Each of Alan’s paintings has a story to it and recording these lunar episodes in art is his mission in life. He rose early and painted every day in his studio in Houston, Texas.
‘Now, I’ve just finished a new one of Neil arriving on the Moon,’ said Alan. His subject was the first moonwalker, the late Neil Armstrong, who famously had family roots in Langholm, Dumfriesshire.
‘I have painted Neil as I believe he will be remembered by history. There he is, larger than life, standing confidently on the surface of the Moon. He handled the responsibilities of being the first man on the Moon with such humility and grace.’
Alan had a different outlook from many of the other astronauts. Like them, he was a former test pilot, highly qualified, trained and tested to the limit. He discharged his piloting and scientific duties impeccably – but he was already a practicing artist when he went into space. Despite the rush of his meticulously planned lunar timetable, he explored the moon with an artist’s eye.
Alan didn’t use canvas for his paintings, but special aviation plywood which he covers in a thick plaster-like layer mixed with marble dust. When it hardens, he sculpts this with some of his actual moon tools.
‘I use my moon boots. I use the hammer I had on the Moon, a drill bit, and I make marks all over it to create my uniquely textured surface. It’s a kind of carving process, and I go back and forth until I get something that looks good.’
When that sculpted surface is complete, he layered on his chosen scene with acrylics. Sometimes he used the realistic tones of spacesuits, equipment and the lunar landscape. At other times, inspired by his favourite artist Claude Monet, he introduced subtle colours to convey the extraordinary feeling of being on the moon.
Alan first came to Scotland as a young pilot in the US Navy, berthing at Rosyth and getting leave to tour Edinburgh and the castle. Later trips took him to Perthshire and other parts of the country.
‘I was struck by how green everything is, the hills and the varied scenery,’ he recalled.

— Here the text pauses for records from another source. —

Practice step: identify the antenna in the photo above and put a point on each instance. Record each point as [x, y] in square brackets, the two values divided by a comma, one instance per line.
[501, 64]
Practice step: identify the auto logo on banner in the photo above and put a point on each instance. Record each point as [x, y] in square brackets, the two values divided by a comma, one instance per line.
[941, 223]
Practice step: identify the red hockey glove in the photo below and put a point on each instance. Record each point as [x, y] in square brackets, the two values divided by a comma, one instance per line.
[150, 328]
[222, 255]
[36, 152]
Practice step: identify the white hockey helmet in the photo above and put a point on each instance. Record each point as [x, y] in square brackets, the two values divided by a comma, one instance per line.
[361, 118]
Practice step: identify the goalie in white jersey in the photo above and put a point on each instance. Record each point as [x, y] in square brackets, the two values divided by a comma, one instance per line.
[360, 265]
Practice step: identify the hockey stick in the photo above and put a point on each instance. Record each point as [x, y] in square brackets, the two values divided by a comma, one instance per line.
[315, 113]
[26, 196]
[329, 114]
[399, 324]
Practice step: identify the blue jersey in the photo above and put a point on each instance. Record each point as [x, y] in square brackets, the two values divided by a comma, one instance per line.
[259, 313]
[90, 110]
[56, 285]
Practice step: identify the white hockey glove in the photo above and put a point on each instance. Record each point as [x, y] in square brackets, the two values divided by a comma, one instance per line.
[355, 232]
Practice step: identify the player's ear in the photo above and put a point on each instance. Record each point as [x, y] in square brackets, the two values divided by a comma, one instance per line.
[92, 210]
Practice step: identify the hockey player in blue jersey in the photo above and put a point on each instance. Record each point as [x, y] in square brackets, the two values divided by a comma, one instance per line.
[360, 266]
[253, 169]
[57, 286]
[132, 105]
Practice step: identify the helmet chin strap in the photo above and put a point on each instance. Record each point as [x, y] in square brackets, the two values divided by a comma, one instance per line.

Since returning his lunar tartan to Earth, Alan guarded it carefully, occasionally donating a piece to deserving institutions such as St Bean’s Chapel in Perthshire and recently to the Scottish Tartan Museum.
Inspired by Alan’s gift, Ken MacDonald of Kiltmakers in Paisley designed and registered an Apollo 12 tartan. Its colours reflect the MacBean and Gordon tartans of the mission’s two Scots-heritage astronauts, and the greyness of the Moon.
‘I wore my Apollo 12 tartan tie the other night,’ Alan said. ‘I opened my closet, saw it hanging there and decided to wear it.’ Robert Law, an astronomer who works at the Mills Observatory in Dundee, is the proud owner of the first Apollo 12 tartan kilt.
‘No-one else of the 12 of us that walked on the moon is interested in art,’ said Alan. ‘I know a lot of stories and images will be lost if I don’t paint them. I’m a believer in following your dreams every day.’
Alan Bean had an extraordinary, life-transforming experience all those years ago, working, exploring and enjoying being on the Ocean of Storms. It may be decades before men and women return to the Moon, but it will happen, and Alan hoped that one day a painting of his will hang in a gallery there.